Findings from this study demonstrate the feasibility and acceptability of THRIVE for patients with advanced NSCLC, warranting follow-up efficacy testing of the app in more diverse cancer care settings and populations. Given that access to early palliative care remains limited for patients with advanced cancer, this study serves as a critical step forward in improving the accessibility and scalability of supportive care interventions for this vulnerable population.
Footnotes
Authors’ Contributions
J.M.J., L.A.P., A.E.J., J.S.T., and J.A.G. conceptualized and designed this study. J.A.C., B.J., M.F., and M.H. collected the data. A.E.J., S.B.L., and J.A.G. conducted the statistical analysis. All authors interpreted the data. M.C.B., S.B.L., B.J., and J.A.G. drafted the study article, and all authors reviewed and edited the study article.
Funding Information
Funding for this study was provided by the National Comprehensive Cancer Network (NCCN), a nonprofit organization, through a grant from AstraZeneca Pharmaceuticals (PIs: J.A.G. and J.S.T.), and J.S.T. is supported by CRP-20-097-01-PCSM from the American Cancer Society. NCCN and AstraZeneca Pharmaceuticals were not involved in the study design, collection, analysis, interpretation of data, the writing of this article, or the decision to submit it for publication. Research reported in this article was supported by NIH T32CA071345 (M.C.B.).

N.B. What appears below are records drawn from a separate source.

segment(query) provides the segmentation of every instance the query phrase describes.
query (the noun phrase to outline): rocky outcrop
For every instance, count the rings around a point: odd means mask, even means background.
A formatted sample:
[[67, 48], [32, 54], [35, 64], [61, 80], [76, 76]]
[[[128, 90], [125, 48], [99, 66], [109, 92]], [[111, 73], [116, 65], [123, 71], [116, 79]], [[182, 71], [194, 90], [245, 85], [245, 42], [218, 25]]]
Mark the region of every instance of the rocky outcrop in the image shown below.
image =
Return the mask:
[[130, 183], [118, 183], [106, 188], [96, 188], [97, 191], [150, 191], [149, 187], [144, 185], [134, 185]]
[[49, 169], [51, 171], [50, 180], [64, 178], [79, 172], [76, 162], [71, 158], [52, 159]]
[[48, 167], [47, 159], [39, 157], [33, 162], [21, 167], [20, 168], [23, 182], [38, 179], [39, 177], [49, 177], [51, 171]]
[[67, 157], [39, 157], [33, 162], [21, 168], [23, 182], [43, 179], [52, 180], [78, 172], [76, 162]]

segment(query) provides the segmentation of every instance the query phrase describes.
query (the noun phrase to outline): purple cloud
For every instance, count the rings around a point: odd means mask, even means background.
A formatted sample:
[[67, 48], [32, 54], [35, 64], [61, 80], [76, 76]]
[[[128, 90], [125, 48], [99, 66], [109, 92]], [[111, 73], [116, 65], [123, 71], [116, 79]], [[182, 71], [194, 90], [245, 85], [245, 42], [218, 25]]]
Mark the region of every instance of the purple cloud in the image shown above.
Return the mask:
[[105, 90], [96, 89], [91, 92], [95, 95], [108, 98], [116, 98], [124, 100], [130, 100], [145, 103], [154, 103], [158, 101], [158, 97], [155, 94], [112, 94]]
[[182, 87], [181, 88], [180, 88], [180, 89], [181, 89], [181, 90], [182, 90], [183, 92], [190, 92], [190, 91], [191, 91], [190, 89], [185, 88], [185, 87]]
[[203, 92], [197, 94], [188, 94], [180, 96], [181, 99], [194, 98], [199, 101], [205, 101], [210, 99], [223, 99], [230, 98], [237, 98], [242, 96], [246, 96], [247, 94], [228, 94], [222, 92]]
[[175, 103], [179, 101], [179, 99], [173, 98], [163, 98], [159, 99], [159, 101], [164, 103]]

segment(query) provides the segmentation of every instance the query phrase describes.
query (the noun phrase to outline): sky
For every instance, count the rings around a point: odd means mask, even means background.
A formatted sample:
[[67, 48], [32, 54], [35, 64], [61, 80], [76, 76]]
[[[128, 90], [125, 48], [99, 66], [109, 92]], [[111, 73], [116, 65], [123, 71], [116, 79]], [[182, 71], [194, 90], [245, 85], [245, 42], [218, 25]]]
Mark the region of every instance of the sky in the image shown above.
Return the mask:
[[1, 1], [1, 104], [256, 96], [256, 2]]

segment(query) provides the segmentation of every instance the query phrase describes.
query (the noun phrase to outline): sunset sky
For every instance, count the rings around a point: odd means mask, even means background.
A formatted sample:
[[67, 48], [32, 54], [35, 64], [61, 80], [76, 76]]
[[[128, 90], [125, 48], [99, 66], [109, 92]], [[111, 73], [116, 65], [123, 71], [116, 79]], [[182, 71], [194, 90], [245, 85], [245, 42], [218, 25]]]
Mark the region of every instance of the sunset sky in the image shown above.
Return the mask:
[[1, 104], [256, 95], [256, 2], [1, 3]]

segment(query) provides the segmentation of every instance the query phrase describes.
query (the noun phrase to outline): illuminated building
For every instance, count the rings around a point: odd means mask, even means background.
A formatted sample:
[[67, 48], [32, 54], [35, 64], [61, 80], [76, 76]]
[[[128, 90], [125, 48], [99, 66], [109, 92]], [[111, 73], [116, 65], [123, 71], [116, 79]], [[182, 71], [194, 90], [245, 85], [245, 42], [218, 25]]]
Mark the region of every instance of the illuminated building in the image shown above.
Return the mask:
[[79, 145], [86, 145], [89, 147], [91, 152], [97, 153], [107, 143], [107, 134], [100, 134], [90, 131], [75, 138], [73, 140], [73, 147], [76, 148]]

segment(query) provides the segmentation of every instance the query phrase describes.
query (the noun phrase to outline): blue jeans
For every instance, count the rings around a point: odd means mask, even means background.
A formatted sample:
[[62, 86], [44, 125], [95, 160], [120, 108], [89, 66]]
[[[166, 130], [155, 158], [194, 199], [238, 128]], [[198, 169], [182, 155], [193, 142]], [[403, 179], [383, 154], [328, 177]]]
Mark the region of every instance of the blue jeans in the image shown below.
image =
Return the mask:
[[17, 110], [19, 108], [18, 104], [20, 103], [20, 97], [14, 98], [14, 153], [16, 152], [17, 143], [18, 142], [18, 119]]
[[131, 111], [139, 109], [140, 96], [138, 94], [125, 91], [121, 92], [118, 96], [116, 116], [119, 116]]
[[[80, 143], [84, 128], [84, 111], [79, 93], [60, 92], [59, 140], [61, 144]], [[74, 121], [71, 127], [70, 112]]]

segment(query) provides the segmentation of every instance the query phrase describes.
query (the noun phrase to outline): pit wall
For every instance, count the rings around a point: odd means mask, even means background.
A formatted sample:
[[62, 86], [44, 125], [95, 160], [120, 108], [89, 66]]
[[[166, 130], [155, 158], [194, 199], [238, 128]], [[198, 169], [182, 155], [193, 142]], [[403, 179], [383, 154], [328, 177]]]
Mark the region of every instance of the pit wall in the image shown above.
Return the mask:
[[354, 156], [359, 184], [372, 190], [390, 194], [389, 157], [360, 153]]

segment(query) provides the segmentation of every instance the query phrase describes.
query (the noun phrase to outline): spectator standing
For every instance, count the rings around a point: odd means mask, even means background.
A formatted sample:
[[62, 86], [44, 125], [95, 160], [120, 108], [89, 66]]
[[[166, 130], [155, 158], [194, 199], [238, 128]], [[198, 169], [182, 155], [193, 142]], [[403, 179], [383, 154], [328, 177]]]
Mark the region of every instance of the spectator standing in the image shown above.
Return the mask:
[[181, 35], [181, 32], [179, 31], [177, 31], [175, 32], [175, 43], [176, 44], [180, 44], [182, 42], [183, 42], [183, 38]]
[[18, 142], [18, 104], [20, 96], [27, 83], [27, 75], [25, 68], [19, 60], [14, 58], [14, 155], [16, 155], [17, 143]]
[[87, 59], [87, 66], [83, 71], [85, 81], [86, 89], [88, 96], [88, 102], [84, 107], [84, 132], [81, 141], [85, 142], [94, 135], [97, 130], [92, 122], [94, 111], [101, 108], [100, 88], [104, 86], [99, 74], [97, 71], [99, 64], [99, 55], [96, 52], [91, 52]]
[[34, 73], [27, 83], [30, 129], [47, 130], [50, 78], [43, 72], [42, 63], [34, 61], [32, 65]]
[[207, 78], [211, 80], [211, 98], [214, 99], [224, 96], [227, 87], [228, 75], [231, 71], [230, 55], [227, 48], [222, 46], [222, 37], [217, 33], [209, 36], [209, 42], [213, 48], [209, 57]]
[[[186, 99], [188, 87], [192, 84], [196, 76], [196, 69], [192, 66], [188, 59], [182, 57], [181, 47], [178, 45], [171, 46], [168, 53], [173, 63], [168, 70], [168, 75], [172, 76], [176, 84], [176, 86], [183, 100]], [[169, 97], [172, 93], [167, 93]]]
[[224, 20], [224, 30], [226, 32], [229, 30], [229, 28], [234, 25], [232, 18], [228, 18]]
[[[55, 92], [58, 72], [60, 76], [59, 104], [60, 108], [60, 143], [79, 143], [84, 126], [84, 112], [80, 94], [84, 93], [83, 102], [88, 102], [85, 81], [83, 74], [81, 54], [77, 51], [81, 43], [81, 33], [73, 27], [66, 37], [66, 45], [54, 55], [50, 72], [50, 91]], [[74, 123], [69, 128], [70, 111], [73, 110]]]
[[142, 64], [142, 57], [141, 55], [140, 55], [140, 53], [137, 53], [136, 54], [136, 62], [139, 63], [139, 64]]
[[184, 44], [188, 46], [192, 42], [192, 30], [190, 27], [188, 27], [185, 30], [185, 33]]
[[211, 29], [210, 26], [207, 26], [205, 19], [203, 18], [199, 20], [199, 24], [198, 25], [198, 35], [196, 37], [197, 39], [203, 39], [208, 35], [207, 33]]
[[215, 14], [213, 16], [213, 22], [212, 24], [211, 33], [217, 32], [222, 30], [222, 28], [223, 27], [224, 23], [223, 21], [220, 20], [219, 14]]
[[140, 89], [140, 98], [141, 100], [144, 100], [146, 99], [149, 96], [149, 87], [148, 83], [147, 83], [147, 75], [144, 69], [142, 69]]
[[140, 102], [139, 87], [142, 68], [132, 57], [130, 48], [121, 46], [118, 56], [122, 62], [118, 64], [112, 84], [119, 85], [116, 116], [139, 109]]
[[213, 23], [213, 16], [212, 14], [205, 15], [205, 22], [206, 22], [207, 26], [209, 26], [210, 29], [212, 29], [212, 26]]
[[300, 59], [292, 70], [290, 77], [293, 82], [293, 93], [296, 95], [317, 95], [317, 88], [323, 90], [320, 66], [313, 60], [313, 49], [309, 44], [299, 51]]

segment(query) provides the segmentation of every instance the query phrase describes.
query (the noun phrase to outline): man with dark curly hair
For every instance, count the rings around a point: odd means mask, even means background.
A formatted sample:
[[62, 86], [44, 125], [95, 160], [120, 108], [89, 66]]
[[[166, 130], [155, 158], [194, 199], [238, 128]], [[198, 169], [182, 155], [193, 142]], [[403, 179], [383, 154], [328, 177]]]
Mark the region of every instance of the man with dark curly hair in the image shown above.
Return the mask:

Author Disclosure Statement
J.M.J.: Consulting: OncoveryCare, Inc. and Reunion Neuroscience, Inc. J.B.: Advisory Board and Consulting: Pfizer and EMD Serono. A.E.J.: Consulting: Incyte Corporation, Tuesday Health, AAHPM. J.S.T.: Consulting: Thyme Care. J.A.G.: Consulting or Advisory Role: BeiGene; Speakers Bureau: GlaxoSmithKline; Research Funding: NCCN/AstraZeneca (Inst), Blue Note Therapeutics (Inst); Patents, Royalties, Other Intellectual Property: Royalties from Oxford University Press. The remaining authors have no conflicts of interest to disclose.